Nach Zahlen der letzten Volkszählung 2002 bezeichnen sich 30.952 Einwohner
als der ukrainischen Nationalität zugehörig. Schätzungen unterschiedlichster
Quellen beziffern die Ukrainischsprachigen ohne Differenzierung zwischen
Russinen/Lemken auf 300.000 Sprecher (ASSOCIATION FOR CIVIC MEDIA 2003; Handbook
on Contact Linguistics 1996).
1.3 Gesetzlicher Status und offizielle Politik
Da die Ukrainer als regionale Minderheit von den polnischen Behörden
anerkannt sind, gelten für sie Artikel 35 der Verfassung und die entsprechenden
Dekrete des Ministeriums für Bildung und Sport (vgl.
Länderbericht). Die ukrainische Minderheit ist auf der lokalen Ebene
politisch vertreten, insbesondere in der Provinz Warmińsko-Mazurskie.
2. Präsenz und Gebrauch der Sprache in verschiedenen
Bereichen
2.1 Schule
Grundlage für den Gebrauch des Ukrainischen in der Schule ist das Dekret des
Ministers für nationale Erziehung und Sport von 2002 (vgl. Länderbericht). Im
Schuljahr 2002/2003 gab es 80 Primarschulen, in denen Ukrainisch unterrichtet
wurde. Sehr wichtig für eine verstreut lebende Minderheit wie die Ukrainer sind
Internate, in denen Kinder unter der Woche leben können. Die wichtigsten dieser
Schulen befinden sich in Rummelsburg [Biały Bór] (Pommern), Bartenstein [Bartoszyce]

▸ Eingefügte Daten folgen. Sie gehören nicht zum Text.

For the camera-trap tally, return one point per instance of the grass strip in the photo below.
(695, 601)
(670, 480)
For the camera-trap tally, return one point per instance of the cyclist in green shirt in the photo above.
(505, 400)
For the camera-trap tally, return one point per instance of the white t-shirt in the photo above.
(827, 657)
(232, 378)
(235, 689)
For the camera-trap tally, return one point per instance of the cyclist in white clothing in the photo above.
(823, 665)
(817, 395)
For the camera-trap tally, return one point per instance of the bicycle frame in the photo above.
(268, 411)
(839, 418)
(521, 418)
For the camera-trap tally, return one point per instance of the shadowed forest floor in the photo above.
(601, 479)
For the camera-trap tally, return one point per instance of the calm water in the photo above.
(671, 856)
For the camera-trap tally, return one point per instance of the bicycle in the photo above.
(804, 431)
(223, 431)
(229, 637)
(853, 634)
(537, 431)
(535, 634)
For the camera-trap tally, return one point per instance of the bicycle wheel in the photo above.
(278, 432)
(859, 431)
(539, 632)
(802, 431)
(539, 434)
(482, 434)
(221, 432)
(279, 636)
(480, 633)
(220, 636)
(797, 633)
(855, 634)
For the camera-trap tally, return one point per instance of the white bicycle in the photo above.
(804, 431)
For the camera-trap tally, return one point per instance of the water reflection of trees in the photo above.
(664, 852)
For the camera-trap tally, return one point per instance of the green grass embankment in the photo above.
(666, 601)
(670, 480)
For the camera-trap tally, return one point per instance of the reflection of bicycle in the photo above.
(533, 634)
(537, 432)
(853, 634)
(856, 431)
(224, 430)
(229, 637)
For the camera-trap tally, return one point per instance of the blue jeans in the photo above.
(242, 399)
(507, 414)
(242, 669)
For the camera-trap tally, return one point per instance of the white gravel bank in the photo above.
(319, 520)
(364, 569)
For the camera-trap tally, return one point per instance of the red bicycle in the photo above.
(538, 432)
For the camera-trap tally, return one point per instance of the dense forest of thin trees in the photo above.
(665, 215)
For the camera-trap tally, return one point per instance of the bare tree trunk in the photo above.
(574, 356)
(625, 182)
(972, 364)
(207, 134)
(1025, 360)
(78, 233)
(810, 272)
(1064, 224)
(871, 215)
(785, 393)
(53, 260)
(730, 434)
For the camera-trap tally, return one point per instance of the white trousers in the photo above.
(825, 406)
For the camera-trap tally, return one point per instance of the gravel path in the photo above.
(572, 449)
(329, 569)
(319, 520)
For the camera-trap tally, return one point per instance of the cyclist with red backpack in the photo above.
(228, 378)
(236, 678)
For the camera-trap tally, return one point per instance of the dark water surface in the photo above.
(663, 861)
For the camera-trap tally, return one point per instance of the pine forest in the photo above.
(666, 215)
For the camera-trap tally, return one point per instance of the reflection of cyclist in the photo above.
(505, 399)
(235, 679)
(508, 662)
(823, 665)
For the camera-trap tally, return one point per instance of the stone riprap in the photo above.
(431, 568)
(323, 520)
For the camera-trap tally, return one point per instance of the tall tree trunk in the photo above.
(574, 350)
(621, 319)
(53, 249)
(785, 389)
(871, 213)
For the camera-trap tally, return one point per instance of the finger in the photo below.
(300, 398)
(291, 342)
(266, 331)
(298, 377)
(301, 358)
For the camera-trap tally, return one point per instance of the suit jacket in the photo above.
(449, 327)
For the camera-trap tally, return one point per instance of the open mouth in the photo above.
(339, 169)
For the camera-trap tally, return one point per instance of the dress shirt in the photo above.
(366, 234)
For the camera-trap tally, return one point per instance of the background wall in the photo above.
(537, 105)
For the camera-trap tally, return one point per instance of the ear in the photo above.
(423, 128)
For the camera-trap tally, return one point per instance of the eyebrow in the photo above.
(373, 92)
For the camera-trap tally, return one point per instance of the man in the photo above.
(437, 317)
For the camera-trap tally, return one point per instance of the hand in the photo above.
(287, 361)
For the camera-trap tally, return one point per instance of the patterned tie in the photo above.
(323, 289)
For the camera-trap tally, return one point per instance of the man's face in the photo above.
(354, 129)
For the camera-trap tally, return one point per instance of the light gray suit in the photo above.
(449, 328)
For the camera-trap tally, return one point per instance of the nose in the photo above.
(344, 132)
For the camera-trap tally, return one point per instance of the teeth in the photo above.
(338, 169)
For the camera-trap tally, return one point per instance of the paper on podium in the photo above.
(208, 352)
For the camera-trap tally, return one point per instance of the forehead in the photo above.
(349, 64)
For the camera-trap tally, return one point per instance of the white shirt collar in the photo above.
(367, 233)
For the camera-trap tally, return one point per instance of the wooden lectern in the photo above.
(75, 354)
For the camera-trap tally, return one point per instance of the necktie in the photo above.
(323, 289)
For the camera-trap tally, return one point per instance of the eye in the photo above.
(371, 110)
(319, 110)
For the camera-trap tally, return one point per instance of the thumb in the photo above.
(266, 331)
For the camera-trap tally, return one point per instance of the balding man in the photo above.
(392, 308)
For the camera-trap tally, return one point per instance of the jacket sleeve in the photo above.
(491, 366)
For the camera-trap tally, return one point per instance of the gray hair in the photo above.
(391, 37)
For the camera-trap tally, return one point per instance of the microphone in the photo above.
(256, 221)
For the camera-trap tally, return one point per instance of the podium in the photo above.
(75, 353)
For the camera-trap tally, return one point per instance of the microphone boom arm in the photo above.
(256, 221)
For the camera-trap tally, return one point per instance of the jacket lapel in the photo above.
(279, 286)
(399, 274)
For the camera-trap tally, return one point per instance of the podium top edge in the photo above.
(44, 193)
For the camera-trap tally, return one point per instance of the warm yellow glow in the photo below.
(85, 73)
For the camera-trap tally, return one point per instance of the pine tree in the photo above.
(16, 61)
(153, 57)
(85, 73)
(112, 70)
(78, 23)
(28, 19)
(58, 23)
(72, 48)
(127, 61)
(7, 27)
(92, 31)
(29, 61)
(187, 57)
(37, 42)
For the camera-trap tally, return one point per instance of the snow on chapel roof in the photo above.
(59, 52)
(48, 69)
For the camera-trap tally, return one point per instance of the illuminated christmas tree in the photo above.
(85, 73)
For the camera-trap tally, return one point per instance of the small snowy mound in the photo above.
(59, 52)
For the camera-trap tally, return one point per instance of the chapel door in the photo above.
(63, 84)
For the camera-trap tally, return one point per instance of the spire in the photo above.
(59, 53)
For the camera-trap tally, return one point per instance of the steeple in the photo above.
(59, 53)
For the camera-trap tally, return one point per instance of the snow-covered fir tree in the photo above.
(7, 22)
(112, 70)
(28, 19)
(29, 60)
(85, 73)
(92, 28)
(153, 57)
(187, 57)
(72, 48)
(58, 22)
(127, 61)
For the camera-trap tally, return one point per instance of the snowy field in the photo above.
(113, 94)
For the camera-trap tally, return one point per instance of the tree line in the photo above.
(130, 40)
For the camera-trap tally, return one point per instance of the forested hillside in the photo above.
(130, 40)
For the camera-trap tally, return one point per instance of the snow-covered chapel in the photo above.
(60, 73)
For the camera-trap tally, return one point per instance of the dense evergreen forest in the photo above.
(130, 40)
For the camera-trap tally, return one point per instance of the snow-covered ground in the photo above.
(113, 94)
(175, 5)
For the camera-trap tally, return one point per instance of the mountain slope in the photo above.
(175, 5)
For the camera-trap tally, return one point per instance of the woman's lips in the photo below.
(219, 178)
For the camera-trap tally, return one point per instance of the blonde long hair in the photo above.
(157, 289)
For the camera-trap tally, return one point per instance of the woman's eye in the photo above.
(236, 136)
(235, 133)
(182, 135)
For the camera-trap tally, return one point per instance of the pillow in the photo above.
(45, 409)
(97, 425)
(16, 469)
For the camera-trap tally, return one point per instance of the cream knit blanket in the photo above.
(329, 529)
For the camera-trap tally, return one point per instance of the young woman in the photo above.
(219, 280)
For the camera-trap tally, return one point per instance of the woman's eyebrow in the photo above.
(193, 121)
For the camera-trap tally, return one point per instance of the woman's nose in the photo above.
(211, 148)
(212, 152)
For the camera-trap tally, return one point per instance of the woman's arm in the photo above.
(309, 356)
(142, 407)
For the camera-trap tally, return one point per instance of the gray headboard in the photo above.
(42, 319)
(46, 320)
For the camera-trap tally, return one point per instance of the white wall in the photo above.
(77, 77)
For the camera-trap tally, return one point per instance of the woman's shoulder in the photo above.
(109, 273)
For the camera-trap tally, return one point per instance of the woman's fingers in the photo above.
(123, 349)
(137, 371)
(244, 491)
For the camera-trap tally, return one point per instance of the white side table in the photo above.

(Masuren) und Przemyśl. Im Schuljahr 2002/2003 gab es 46 Mittelschulen, in denen
Ukrainisch unterrichtet wurde. In 10 Sekundarschulen wurde im Schuljahr
2002/2003 in Ukrainisch unterrichtet. Schulen mit Internatsfunktion liegen in
Rummelsburg (Pommern), Górowo Iławeckie (Masuren) und Liegnitz [Legnica] (Niederschlesien).
An der Universität Warschau existieren seit 40 Jahren Fakultäten für ukrainische
Sprache. Nach 1990 wurden Fakultäten für ukrainische Sprache an der
Jagiellonischen Universität und an der Marie Skłodowska- Curie Universität in
Lublin eingerichtet. Letztlich existiert seit dem akademischen Jahr 2001/2002
eine Abteilung für Russisch und Lemkisch an der Fakultät für russische
Philologie an der Pädagogischen Akademie in Krakau.
2.2 Gerichtsverhandlungen
Es können bei Unkenntnis der polnischen Sprache ukranischsprachige
Dolmetscher angefordert werden (vgl. Länderbericht).
2.3 Behörden und sonstige offizielle Stellen
Da Polnisch die offizielle Sprache ist, spielt Ukrainisch keine besondere Rolle
bei offiziellen Behörden – ebenso kaum auf lokaler Ebene, wenn, dann nur im
inoffiziellen Umgang (vgl. Länderbericht).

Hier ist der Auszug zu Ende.